Atrios: "Booby's story just doesn't make any sense. Why would you grant confidentiality to something which is 'almost gossip' and told to you in an 'offhand manner.' What ethical issue prevented you from telling the world that an administration source had given you that information as you could do so without revealing the identity of the source? Why could you not tell the world about this when you felt free to share the information with Pincus (denied by him)."
Steven Clemons at The Washington Note: "Woodward's celebrity-status has seriously blinded him and affected his judgment about quality journalism and his responsibilities to the public. He should never have been making such comments on television about the Plame case if he was, in fact, involved. He should have RECUSED himself in such discussion."
John Aravosis at Americablog: "It's also beginning to sound a lot like Bob Woodward is becoming our next Judith Miller. His repeated rants in defense of this administration, and against the special prosecutor, certainly take on a very interesting edge considering Mr. Woodward didn't bother disclosing that he was quite involved in this story, and was hardly the impartial observer his silence suggested he was.
"Not to mention, he knew all along that HE TOO had received the leak, suggesting that a clear pattern of multiple leaks was developing, yet he still went on TV and said that all of these repeated leaks were just a slip of the tongue?"
More from Josh Marshall :
"Woodward had no obligation to discuss this publicly and in most respects probably no right. But he has been an aggressive critic of the investigation itself, challenging the premise that there was any underlying wrongdoing in this case. By becoming a partisan in the context of the leak case without revealing that he was at the center of it, really a party to it, he wasn't being honest with his audience. I don't see much way around that.
Now, his antipathy toward the investigation seems much easier to understand."
Matthew Yglesias : "Early speculation on why Woodward's undisclosed source on Valerie Plame's identity spilled the beans is that this is part of an effort to exculpate Scooter Libby.

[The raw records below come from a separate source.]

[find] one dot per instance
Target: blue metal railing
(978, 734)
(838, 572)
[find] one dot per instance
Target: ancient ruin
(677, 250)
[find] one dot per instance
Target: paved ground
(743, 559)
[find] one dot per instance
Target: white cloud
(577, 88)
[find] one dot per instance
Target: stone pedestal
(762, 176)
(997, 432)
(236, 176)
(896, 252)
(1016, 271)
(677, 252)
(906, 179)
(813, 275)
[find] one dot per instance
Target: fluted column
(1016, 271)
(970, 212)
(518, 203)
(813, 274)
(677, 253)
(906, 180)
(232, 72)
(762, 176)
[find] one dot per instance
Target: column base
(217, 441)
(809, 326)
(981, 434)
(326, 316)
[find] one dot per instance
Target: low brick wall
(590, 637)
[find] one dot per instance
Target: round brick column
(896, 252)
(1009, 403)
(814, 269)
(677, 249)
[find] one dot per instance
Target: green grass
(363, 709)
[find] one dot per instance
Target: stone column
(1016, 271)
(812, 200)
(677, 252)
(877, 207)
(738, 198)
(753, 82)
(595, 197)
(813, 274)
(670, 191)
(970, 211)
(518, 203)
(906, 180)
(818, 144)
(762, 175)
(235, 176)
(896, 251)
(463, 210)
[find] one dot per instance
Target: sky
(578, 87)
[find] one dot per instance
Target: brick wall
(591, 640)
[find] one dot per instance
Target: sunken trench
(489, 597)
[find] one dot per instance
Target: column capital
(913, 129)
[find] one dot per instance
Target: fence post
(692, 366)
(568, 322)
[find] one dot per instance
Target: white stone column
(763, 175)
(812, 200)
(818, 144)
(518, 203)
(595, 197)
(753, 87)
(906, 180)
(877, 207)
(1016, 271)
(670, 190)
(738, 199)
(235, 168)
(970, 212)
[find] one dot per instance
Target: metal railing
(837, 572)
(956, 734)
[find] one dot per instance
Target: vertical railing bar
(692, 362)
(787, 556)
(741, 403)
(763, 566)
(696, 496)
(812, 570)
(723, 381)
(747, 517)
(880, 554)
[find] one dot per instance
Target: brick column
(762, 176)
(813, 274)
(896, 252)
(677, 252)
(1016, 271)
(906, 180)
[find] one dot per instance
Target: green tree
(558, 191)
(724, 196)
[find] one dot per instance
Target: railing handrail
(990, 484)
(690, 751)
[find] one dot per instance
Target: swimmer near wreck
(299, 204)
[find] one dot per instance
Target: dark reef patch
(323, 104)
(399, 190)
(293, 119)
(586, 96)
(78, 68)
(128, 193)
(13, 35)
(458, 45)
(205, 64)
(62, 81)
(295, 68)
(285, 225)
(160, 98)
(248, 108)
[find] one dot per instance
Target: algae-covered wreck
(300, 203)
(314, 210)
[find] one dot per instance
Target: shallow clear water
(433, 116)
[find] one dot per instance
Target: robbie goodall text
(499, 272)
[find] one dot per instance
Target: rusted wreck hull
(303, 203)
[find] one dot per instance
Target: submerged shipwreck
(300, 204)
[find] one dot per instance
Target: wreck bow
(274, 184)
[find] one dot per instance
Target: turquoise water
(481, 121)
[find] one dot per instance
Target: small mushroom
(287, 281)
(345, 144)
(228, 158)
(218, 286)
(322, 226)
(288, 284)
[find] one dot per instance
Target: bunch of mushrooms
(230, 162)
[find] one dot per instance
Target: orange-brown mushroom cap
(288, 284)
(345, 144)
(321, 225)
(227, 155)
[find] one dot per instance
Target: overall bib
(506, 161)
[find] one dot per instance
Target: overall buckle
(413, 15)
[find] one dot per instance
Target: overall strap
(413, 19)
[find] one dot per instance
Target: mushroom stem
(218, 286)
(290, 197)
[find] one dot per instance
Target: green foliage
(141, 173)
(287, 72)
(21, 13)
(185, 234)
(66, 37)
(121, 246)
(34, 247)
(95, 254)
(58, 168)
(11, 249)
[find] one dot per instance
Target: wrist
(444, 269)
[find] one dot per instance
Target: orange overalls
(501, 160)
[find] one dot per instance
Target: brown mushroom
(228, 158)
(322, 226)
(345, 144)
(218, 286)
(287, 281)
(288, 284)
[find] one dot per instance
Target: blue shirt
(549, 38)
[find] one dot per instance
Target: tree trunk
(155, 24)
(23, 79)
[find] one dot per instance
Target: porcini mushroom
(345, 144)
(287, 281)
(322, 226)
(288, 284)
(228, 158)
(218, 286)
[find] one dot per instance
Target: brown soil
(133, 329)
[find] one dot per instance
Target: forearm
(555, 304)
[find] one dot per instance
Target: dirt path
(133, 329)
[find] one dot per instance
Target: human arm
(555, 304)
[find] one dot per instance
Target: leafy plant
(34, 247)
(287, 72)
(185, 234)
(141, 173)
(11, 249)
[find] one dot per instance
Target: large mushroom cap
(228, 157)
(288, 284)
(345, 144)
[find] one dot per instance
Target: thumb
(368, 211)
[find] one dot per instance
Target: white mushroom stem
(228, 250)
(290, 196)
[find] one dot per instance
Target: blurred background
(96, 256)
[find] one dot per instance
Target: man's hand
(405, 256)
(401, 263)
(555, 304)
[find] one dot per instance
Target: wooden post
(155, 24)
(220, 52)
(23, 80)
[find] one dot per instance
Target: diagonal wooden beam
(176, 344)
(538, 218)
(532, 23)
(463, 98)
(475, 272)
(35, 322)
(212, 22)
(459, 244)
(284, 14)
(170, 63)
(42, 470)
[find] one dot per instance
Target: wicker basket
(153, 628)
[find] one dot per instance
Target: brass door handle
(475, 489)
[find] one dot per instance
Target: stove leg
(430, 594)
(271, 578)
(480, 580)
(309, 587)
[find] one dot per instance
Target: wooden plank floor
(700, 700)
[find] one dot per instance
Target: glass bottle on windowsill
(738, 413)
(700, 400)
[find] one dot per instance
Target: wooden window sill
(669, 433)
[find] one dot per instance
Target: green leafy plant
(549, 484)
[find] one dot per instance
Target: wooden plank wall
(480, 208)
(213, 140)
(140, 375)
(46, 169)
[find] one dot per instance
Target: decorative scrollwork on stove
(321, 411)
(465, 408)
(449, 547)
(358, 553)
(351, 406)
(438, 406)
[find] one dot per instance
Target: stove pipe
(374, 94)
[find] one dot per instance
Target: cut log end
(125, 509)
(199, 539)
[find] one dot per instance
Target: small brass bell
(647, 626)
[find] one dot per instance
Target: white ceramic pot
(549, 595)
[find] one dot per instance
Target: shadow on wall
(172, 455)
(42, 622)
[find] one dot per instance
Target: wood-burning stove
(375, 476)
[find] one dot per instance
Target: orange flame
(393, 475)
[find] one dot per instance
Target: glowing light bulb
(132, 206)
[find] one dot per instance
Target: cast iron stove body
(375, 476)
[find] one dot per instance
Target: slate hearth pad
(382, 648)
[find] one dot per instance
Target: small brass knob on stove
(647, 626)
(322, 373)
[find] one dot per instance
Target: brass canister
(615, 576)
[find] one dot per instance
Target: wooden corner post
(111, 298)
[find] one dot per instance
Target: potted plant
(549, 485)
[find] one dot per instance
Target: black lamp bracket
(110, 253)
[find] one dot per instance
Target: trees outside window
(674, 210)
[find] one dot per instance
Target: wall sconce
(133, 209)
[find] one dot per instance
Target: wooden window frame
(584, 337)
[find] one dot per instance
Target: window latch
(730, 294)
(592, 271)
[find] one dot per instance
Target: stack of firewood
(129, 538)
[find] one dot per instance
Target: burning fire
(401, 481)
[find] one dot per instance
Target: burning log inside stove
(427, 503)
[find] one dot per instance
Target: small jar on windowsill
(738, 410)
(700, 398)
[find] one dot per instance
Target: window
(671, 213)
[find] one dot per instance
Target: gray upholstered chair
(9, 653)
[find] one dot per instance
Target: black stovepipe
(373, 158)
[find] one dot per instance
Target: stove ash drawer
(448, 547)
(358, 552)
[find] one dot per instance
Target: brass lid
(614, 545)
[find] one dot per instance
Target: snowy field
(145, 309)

I don't understand how that's supposed to work. Libby stands accused of telling investigators that he first heard Plame worked for the CIA from Tim Russert. Russert denies this, as do several other reporters, as do several government officials who say they discussed the matter with Libby. What's Woodward got to do with it?"
Seems to me we'll be better able to judge the impact on the case, and Woodward's career, when we find out who his source was--assuming that, unlike Throat aficionados, we don't have to wait another 33 years.